Now that I think about it, it was, instead (at least today), an attempt to come to grips with two things:
Such things can often be distilled into totemic entities, as Michael was telling me last week. A sound, an image, these can contain all the incredible complexities of experience (an Experience?), all deeply embedded in one aleph-like symbol.
This is why I alighted upon battle monuments. These (often simplistic) material symbols are incredibly effective in evoking an experience, both in the first person -- this is what battle was like for me -- and in the third person. Not only the experience of battle, but a whole series of notions: courage, death, patriotism, love, sacrifice, hardship, terror, fear, etc.
Battle monuments also provide, both as material objects and as symbols, a grand overarching narrative through which the experience of battle can be justified. Suffering is thus worth it, because it was in the service of (insert abstract entity here). I realize I might come across a bit glib here, and you would be right in chastising me for it. It takes personal belief in these abstract entities to justify suffering through them.
Aneirin's elegiac poem might just be one such symbol.
Review of Gododdin, from The Scotsman
It may appear perverse to suggest that a production which is a joint venture between a theatre company, Brith Gof, and a musical group, Test Dept, and one which goes out of its way to reproduce, through a series of drones, wails, skirls, and clashing metallic objects, all the din and clamour of battle is somehow reminiscent of silent cinema, yet Gododdin playing at the Tramway in Glasgow, brought to mind images from the work of cinema pioneers like D. W. Griffith.
The performers strive in silence, while the words, in a mixture of Welsh and English, are spoken, or more precisely declaimed, by an actress perched on an eyrie far above the surge of events.
The text is taken from an ancient Welsh bardic piece, commemorating the despairing prowess of a band of Celtic warriors in a site near Edinburgh, where they hurled themselves against a superior Saxon army.
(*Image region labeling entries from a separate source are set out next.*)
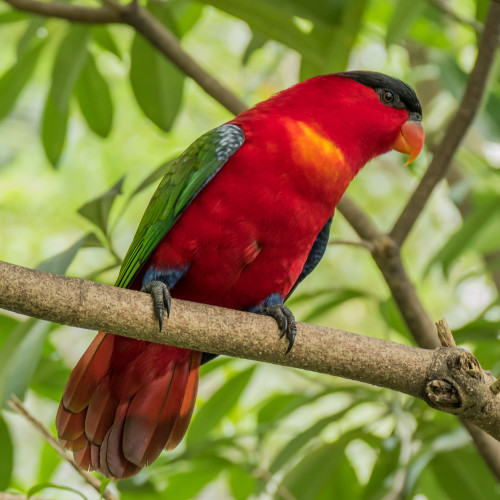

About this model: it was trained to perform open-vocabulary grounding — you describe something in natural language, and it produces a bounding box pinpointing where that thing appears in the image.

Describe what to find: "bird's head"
[333,71,425,164]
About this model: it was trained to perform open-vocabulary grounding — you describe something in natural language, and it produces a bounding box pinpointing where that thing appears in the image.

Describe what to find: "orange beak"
[392,120,425,165]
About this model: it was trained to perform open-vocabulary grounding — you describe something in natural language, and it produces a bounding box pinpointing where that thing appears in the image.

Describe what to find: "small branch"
[0,491,49,500]
[0,262,500,440]
[427,0,484,35]
[328,240,373,252]
[390,0,500,245]
[338,196,439,349]
[8,395,118,500]
[4,0,246,114]
[4,0,121,24]
[436,319,457,347]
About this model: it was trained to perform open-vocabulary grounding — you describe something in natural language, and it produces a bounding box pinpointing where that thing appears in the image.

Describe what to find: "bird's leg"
[252,294,297,354]
[141,281,172,332]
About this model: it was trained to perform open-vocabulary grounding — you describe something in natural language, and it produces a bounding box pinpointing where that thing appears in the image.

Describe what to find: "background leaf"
[42,25,89,166]
[75,53,113,137]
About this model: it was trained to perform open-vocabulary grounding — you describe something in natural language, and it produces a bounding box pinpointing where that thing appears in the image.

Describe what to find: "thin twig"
[8,395,118,500]
[328,240,373,252]
[252,469,297,500]
[427,0,484,35]
[4,0,117,24]
[390,0,500,245]
[436,318,457,347]
[0,491,50,500]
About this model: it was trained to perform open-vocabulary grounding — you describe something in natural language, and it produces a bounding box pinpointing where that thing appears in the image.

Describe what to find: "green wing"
[115,124,245,288]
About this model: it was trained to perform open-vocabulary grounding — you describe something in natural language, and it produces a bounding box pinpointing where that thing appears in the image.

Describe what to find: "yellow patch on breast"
[285,120,345,176]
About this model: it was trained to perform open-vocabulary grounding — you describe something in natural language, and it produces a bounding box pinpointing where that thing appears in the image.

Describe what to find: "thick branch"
[4,0,246,114]
[390,0,500,245]
[338,196,439,349]
[0,262,500,440]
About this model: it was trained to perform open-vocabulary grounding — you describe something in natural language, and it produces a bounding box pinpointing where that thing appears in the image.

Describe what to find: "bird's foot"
[141,281,172,332]
[256,304,297,354]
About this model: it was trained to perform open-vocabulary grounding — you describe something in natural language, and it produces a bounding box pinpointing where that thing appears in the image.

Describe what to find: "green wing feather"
[115,124,245,288]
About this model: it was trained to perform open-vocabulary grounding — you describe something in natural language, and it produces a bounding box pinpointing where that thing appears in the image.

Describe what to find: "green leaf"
[0,318,51,407]
[269,410,336,474]
[186,366,256,446]
[362,439,401,500]
[428,446,500,500]
[280,433,361,500]
[149,455,230,500]
[302,290,366,323]
[170,0,205,38]
[229,466,257,500]
[42,25,89,166]
[200,356,233,377]
[379,296,412,339]
[0,413,14,491]
[385,0,426,46]
[130,160,177,198]
[30,355,71,402]
[130,5,185,132]
[241,31,269,66]
[257,394,308,425]
[17,17,47,59]
[199,0,320,65]
[92,26,122,59]
[0,36,44,120]
[78,177,124,234]
[36,235,91,274]
[37,440,62,482]
[75,53,113,137]
[426,195,500,276]
[0,314,20,350]
[300,0,368,80]
[0,10,30,24]
[26,483,88,500]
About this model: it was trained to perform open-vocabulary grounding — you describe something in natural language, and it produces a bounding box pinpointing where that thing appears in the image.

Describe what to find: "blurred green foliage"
[0,0,500,500]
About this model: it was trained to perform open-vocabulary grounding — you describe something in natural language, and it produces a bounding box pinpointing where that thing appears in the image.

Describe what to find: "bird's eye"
[381,90,394,104]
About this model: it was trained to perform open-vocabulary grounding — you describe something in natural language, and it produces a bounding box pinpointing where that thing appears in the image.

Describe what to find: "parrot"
[56,71,424,479]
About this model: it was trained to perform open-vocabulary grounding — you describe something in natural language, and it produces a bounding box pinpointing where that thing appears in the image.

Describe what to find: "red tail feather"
[56,332,201,478]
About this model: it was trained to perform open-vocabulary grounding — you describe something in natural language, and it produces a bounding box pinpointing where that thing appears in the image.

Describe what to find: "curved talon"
[141,281,172,332]
[257,304,297,354]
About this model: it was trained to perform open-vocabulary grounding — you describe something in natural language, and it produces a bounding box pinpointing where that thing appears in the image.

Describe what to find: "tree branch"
[427,0,484,35]
[390,0,500,246]
[0,262,500,440]
[4,0,118,24]
[0,0,246,114]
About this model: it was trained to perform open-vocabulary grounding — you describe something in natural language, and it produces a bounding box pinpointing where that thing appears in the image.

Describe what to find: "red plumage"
[57,75,422,478]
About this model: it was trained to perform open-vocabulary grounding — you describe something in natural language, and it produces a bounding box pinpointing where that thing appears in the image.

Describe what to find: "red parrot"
[56,71,424,479]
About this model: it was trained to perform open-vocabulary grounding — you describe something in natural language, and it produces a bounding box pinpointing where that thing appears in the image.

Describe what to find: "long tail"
[56,332,201,479]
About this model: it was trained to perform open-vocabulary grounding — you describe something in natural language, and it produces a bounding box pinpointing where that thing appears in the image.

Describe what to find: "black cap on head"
[337,71,422,121]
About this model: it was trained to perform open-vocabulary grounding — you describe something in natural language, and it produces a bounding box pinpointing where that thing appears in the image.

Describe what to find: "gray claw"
[141,281,172,332]
[257,304,297,354]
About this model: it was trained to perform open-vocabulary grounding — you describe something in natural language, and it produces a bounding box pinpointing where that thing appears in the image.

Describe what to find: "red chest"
[148,117,352,309]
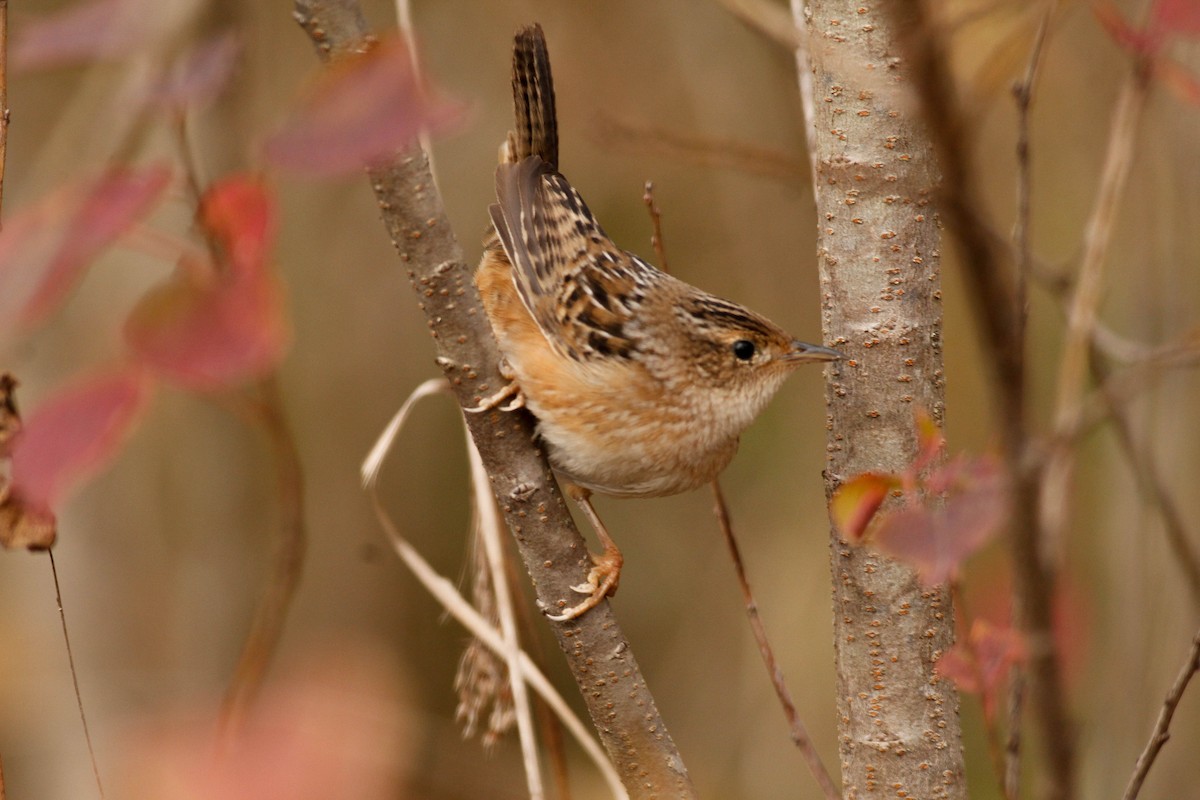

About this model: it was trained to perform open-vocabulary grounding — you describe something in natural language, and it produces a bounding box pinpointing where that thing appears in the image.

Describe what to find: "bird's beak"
[784,341,841,363]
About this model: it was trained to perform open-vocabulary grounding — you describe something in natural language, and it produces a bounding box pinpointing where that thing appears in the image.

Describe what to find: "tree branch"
[1124,631,1200,800]
[888,0,1075,800]
[793,0,967,800]
[295,0,695,799]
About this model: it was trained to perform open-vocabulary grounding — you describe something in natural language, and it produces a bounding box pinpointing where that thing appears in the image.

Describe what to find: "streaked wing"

Predictably, they were wiped out, but Celtic legend is made of such gestures.
No gestures are grander than those of the performers. The environment of what must be the most flexible theatre in Britain is transformed with a long central sandpit accommodating three scaffolding towers which provide the playing area. While painted cars with headlights blaring and a forest of hanging trees surround this space, and here the spectators stand, crouch and - very frequently - flee for their lives.
Promenade Theatre is too wan a description for this spectacle, since the audience is dragged willy-nilly into the action, and will have to keep attentive to avoid the performers, who leap in their midst, swing massive rubber tyres in their direction or hurl steel barrels either into pools of water or at the pillars behind which the prescient spectator will cower.
For a brief period at the beginning, the performers enjoy the luxury of marching or strutting on fresh sand, but decidedly chilly water cascades down two of the towers flooding the performing area and transforming it into swamp land.
Here the rival champions meet and here, in the rising water, they lie when they are struck down.
The design recreates to perfection a land of mythic twilight and the choreography is sustained in its imaginativeness. Together they produce the illusion of the revived world of legendary heroes.
The actors march in disciplined formation, they form pyramid structures, they hurtle into each other and attempt to scramble up walls at times of siege. The materials come from various ages, but the impression given is compact and coherent...
The production draws the admiration which must go to any project ambitious in aim and original in execution. There is nothing humdrum about it, the commitment of the actors is absolute, and the work provides images for the eye and spectacle for the imagination.